About April (Books&Wine)

April is in her 30s and created Good Books And Good Wine. She works for a non-profit. April always has a book on hand. In her free time she can be found binge watching The Office with her husband and toddler, spending way too much time on Pinterest or exploring her neighborhood.


  1. Danielle D says

    While it’s not really a sequel per se, if you read Sisters Red and Sweetly before Fathomless, I think the backstory/action sequence will make more sense, because of the way Pearce has set up her fairy tale world. There are continuing threads and some characters appear/are mentioned in the other books. I have yet to read Cold Spell to see how she wrapped everything up, but I just wanted to say thanks for your review – I remember the book kind of dragging at points for me too. And, if others are still interested in checking this out, check *all* her fairy tale books out together to get the bigger picture!

  2. First – how pretty does your new design look? SOO FREAKING PRETTY.

    I have been wanting to find a mermaid book that I like because I love Disney’s The Little Mermaid, but I’ve never found one. I’m sorry this one wasn’t what you were hoping for.

    You know, my cousin actually had triplets! Isn’t that crazy. They are fraternal (two girls and one boy) but triplets do happen! 🙂

  3. Awwww I read the first two of these, and I didn’t love them but I didn’t hate them either. I’ve been putting off reading this one for awhile, maybe because it focuses on a mermaid tale.

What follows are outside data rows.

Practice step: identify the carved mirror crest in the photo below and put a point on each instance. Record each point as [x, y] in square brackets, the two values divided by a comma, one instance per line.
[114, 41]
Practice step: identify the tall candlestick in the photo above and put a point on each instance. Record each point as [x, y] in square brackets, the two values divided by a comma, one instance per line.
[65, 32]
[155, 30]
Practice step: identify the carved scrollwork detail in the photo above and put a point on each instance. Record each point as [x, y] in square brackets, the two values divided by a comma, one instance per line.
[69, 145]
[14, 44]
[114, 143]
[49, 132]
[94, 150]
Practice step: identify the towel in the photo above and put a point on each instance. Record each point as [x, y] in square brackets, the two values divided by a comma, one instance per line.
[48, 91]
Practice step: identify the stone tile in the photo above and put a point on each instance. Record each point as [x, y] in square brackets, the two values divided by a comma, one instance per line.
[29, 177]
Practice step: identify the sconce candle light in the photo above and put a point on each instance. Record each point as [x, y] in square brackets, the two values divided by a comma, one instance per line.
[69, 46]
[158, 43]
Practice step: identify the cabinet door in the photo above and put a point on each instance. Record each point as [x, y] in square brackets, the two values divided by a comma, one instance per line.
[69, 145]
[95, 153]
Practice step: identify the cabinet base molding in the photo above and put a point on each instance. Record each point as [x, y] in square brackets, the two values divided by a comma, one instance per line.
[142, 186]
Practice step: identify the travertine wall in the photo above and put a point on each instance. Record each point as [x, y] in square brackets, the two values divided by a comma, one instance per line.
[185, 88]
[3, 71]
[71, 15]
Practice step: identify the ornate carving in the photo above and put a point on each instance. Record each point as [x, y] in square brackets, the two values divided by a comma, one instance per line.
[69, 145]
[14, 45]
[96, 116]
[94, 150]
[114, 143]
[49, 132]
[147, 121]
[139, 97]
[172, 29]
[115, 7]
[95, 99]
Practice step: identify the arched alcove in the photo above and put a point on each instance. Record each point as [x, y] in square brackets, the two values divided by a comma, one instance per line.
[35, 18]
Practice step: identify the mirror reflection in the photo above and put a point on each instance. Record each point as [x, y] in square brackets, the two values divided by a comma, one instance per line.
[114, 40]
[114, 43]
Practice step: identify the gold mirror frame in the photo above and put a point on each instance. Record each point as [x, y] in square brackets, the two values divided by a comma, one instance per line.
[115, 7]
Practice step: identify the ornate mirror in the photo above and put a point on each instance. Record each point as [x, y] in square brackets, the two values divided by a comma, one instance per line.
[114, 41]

Like you, I’m just not big on the mermaid myth. I’ll eventually get to this, but I can see myself sharing some of your complaints. Great review, April!

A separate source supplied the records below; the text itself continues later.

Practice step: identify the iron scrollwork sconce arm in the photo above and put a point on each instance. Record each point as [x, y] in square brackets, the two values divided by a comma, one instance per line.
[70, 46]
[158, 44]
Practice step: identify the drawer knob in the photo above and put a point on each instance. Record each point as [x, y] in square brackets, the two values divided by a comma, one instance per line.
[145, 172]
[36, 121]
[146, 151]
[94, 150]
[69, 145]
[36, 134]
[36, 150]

  4. I’ve heard wonderful things about Pierce, but I’ve never read her myself. As for mermaids, I’m not really sure how I feel about them. I am not a fan of Ariel whatsoever, but I do remember reading a mermaid-based book a long time ago that I enjoyed.

  5. I’ve been on the fence about reading anything by her. I read a short story, in grim I think. I liked that. But I’m always wary of the re-tellings. Plus she can be a bit obnoxious on twitter, so that has turned me off a bit. It shouldn’t, but it does.

    I love mermaid stuff, but the last few mermaid themed books I’ve read have been a disappointment. So if I try anything by Pierce, it will be something different. I have purity sitting in my wishlist, maybe that one.

    and Omg, The baby sitters club.. *memories* It’s been so long since I’ve read any of those.